Big City Lights powers away in Thor’s Echo Stakes at Santa Anita
Big City Lights and Grand Slam Smile turned Santa Anita’s California-bred stakes into a statement: the state-bred ranks still have real speed, depth and stars.

Big City Lights and Grand Slam Smile made Santa Anita’s California-bred Saturday look less like a routine stakes card and more like a reminder that the state-bred program still has horses people can build around. Big City Lights, the 4-5 favorite in the $100,000 Thor’s Echo Stakes, took over in mid-stretch and drew off late to win the six-furlong sprint by 1 1/2 lengths in 1:09.32 over a fast dirt track.

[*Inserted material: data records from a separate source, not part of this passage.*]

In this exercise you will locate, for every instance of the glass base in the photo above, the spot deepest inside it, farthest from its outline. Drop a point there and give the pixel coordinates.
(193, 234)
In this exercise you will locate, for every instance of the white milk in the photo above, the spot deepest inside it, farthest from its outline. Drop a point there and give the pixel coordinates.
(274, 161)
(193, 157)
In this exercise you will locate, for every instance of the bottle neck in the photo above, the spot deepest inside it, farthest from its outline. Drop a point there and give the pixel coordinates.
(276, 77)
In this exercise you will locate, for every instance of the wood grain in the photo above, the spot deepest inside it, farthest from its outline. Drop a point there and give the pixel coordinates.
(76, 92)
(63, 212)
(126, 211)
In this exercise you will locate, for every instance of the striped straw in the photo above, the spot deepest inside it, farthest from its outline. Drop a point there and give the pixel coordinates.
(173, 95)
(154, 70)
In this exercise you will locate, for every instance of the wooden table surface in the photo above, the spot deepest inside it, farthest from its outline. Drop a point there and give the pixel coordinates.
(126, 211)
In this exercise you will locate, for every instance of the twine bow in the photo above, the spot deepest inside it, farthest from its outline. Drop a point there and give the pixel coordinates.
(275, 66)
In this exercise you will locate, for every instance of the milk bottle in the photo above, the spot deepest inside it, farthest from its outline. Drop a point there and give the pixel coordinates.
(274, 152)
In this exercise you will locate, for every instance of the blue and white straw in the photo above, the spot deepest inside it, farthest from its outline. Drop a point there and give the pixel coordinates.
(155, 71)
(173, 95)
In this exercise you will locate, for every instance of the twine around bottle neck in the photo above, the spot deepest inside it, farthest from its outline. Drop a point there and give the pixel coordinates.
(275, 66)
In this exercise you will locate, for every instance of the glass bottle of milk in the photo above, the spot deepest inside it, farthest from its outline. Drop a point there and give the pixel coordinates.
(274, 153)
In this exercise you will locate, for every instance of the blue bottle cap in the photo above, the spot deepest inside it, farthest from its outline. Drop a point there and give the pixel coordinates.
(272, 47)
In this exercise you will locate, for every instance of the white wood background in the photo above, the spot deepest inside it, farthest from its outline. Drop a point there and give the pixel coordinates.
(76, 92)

Kazushi Kimura never had to panic. Big City Lights tracked fractions of 22.54, 44.62 and 57.04, then put the race away when the real running started. Book Smart was second and Thirsty Rebel was another five lengths back in third, but the impression was bigger than the margin. Big City Lights paid $3.80 to win and earned his sixth stakes victory while improving to 17 wins from 25 starts with more than $710,000 in earnings.

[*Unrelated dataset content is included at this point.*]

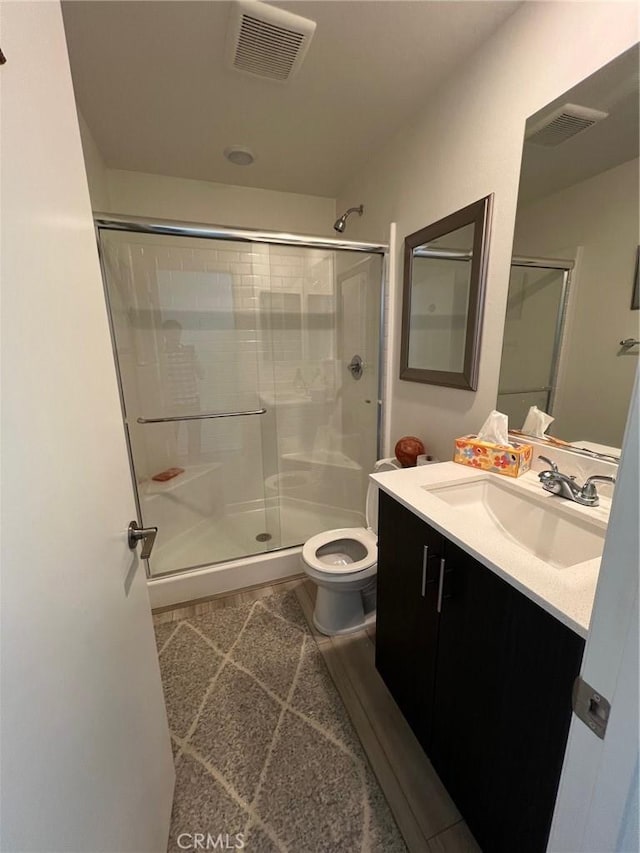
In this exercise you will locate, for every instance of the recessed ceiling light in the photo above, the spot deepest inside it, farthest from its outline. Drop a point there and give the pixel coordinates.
(239, 156)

That matters because this was not a horse stumbling into the right condition. The 7-year-old son of Mr. Big, trained by Richard Mandella for owner William R. Peeples, had already come back from a five-month layoff to win an open-company allowance at seven furlongs on May 2 at Santa Anita. In other words, he was not just the best California-bred sprinter in the field. He was a horse sharp enough to handle better company and then come right back and handle his own division. Kimura said the race had more speed on the front end than the previous start, but added that he still had full confidence in Big City Lights at the top of the stretch. That is what benchmark horses do: they absorb pressure and still finish the job.
Grand Slam Smile delivered the same kind of message in the $100,000 Fran’s Valentine Stakes. The 1-2 favorite controlled the one-mile turf test for California-bred fillies and mares from the front, then held off Take Another Card by a half-length in 1:35.94. Quick Kate was another neck back in third, and the winner paid $3.00.

Ridden by William Antongeorgi III and trained by Sean McCarthy, Grand Slam Smile is a 6-year-old mare by Smiling Tiger who has turned durability into a career identity. She improved to 21 wins, 6 seconds and 3 thirds from 30 starts, with more than $980,000 in earnings, and collected her 10th stakes win after taking the Irish O’Brien Stakes earlier this year. She also had finished third in both the Grade II Buena Vista and Grade III Royal Heroine at one mile on turf. Antongeorgi said she was relaxed, broke great and had more to give late. McCarthy called her “a totally professional racehorse” and said she was about $20,000 short of $1 million in earnings.
Put together, the two races said something useful about California-bred racing at Santa Anita: the program is still producing horses with names, resumes and styles fans can recognize. Big City Lights has the kind of late punch that defines a sprint division, and Grand Slam Smile has the kind of front-end control and consistency that keeps older mares relevant. That is the sort of depth racing needs right now, not just winners for one Saturday but local stars sturdy enough to matter all spring.